Thursday, February 7, 2019

The Freedmen Elders of Skullyville

Enrollment Card of Malindy and Smith Brown
Choctaw Freedman Card No 711

While studying the community of Skullyville during this Black History Month, I have been curious as to who the elders were at the time that Freedmen were going through the Dawes Commission. I decided to look at the cards from that community, and to see how many individuals were applying for enrollment who were at least 60 years of age, or older.

Of course the community of Freedmen of Skullyville was not exceptionally large. As I pointed out earlier, there were less than 300. Among those scattered through the Skullyville County of the Choctaw Nation were a handful who were elders.

They are mentioned here, because these would have been among individuals who were among the first generation to have been born after in the Territory after Choctaw arrival. The Choctaws arrived in the Territory in 1830-1831. The Dawes Commission began the interview process among Choctaw Freedmen, in 1898. Thus those who were at least 60 years of age had spent most of their life in the nation, and would have been eyewitnesses to most of the stages of settlement, adjustment, enslavement and eventual freedom in the Territory. These were the elders to whom the Freedmen community would have also looked to for guidance, comfort, and advice to life. These are the elders who saw so much and are mentioned so seldom, on the pages of history.

This small number of survivors who lived to see the transition of a people, should be honored, for having chosen to survive.
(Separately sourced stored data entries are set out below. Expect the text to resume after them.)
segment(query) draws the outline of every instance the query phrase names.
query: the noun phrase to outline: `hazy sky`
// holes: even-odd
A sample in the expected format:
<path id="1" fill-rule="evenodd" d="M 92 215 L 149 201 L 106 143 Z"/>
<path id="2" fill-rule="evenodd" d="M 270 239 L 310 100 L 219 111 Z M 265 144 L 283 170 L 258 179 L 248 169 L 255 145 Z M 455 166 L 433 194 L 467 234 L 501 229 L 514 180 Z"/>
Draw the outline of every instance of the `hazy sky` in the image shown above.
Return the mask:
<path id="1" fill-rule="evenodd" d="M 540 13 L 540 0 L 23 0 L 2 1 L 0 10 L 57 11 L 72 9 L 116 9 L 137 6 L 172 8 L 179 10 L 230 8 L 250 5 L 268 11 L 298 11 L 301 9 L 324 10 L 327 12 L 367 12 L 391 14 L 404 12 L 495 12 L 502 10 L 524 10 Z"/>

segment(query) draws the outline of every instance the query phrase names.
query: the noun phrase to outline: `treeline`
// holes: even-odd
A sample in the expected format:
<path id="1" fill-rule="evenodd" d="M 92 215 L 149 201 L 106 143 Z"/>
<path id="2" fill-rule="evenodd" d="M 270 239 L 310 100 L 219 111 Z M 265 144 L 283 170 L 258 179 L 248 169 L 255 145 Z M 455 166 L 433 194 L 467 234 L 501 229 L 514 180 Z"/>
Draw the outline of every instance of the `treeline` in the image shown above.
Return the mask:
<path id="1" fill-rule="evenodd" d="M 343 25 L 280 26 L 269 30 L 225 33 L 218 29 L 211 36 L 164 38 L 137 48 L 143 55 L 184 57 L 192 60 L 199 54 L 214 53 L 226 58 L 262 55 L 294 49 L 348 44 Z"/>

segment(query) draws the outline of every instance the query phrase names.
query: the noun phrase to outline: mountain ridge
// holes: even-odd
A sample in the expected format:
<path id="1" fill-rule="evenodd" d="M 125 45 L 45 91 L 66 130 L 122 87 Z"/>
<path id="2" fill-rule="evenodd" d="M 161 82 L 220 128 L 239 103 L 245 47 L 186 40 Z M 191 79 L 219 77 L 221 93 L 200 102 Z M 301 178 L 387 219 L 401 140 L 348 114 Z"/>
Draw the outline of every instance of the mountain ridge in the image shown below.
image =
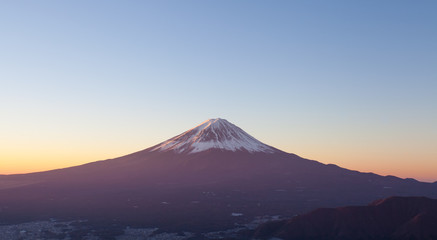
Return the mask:
<path id="1" fill-rule="evenodd" d="M 389 197 L 365 206 L 319 208 L 258 227 L 255 238 L 436 239 L 437 199 Z"/>

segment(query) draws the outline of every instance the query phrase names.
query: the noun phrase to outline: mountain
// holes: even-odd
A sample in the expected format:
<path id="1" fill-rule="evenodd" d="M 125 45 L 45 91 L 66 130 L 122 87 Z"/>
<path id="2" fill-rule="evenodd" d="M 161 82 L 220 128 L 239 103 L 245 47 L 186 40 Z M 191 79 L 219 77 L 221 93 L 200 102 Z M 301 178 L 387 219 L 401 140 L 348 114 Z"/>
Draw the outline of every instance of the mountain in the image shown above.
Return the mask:
<path id="1" fill-rule="evenodd" d="M 304 159 L 210 119 L 126 156 L 0 176 L 0 224 L 75 218 L 201 232 L 394 195 L 437 198 L 437 186 Z"/>
<path id="2" fill-rule="evenodd" d="M 289 240 L 437 239 L 437 199 L 390 197 L 367 206 L 317 209 L 262 224 L 255 238 Z"/>

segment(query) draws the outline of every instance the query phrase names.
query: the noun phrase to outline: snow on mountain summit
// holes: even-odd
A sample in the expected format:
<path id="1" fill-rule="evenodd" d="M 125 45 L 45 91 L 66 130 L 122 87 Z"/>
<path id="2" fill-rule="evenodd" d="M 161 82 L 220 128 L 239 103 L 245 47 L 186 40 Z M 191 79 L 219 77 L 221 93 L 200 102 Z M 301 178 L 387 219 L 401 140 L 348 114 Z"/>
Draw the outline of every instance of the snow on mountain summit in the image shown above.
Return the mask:
<path id="1" fill-rule="evenodd" d="M 152 151 L 197 153 L 208 149 L 273 153 L 276 149 L 256 140 L 225 119 L 209 119 L 176 137 L 155 146 Z"/>

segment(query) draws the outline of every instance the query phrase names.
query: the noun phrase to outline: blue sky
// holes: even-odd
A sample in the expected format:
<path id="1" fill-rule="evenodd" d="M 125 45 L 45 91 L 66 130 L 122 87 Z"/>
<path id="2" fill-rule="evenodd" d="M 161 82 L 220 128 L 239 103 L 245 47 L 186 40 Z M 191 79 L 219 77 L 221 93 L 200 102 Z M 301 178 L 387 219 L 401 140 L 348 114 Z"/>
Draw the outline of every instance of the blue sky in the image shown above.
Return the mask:
<path id="1" fill-rule="evenodd" d="M 436 10 L 2 1 L 0 173 L 120 156 L 221 117 L 303 157 L 435 181 Z"/>

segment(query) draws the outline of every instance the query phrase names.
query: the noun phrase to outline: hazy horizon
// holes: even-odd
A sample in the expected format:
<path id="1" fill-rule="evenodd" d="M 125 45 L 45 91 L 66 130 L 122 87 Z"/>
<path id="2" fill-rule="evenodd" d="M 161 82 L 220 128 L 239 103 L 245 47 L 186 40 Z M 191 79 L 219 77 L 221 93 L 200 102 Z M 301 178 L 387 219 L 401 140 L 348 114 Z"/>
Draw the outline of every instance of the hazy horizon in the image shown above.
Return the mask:
<path id="1" fill-rule="evenodd" d="M 437 181 L 437 3 L 0 3 L 0 174 L 224 118 L 340 167 Z"/>

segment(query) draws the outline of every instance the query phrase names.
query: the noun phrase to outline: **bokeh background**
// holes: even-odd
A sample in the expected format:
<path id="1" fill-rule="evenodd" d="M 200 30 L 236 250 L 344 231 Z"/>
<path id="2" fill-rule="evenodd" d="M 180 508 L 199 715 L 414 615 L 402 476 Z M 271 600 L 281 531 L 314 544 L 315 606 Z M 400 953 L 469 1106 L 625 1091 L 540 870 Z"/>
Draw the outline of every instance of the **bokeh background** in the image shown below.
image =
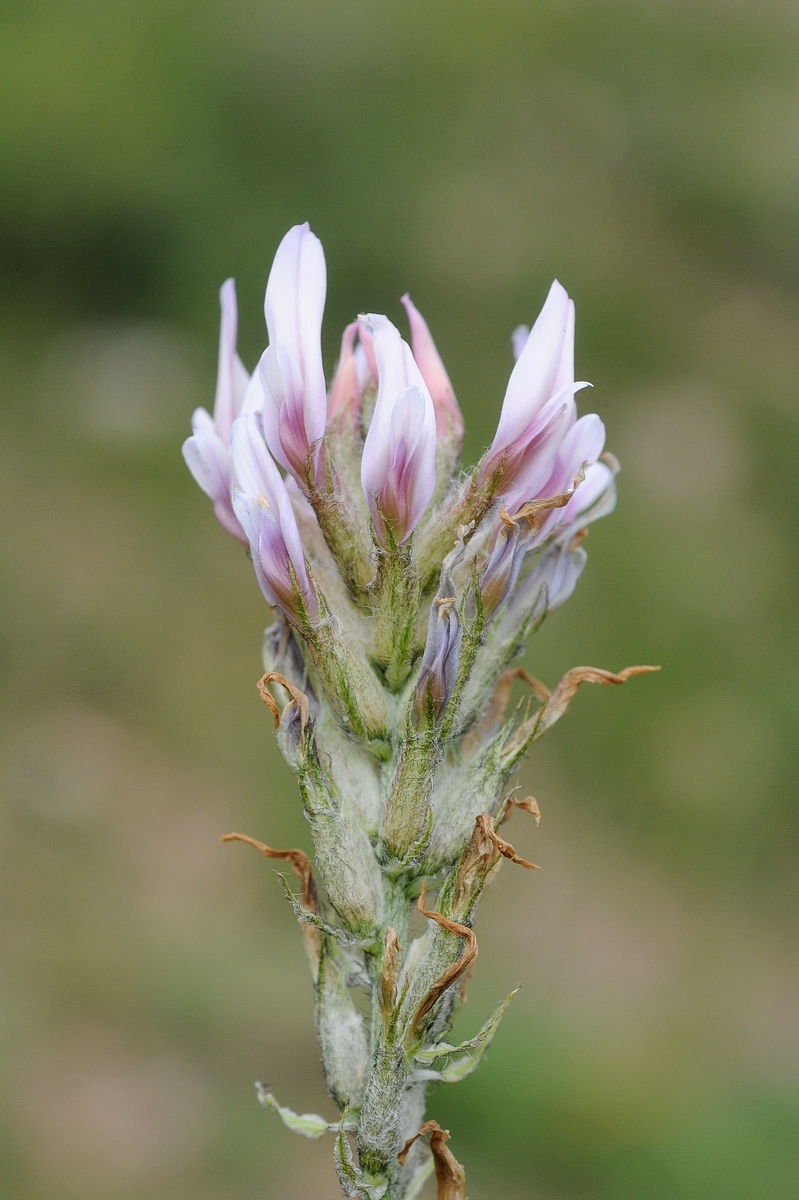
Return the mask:
<path id="1" fill-rule="evenodd" d="M 289 225 L 325 355 L 425 312 L 490 439 L 553 276 L 620 502 L 527 665 L 522 782 L 429 1111 L 479 1200 L 799 1195 L 799 16 L 777 0 L 6 0 L 0 12 L 0 1194 L 334 1200 L 268 613 L 180 457 Z M 527 823 L 525 823 L 527 822 Z"/>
Their legacy deserves to be honored and celebrated.

Choctaw Freedmen Elders:

Card #            Name  (Age)
690                 Rachel Brown (64)
704                 Eliza Owens  (65)*
710                 Rose Wilson  (84)*
711                  Malindy Brown (78)
711                  Smith Brown  (76)
750                 Phoebe Brown  (63)

* Eliza Owens and Rose Wilson, died before the enrollment process ended and neither lived to select their land allotment. Nevertheless, they went through the process, staking their claim as citizens of the Choctaw Nation.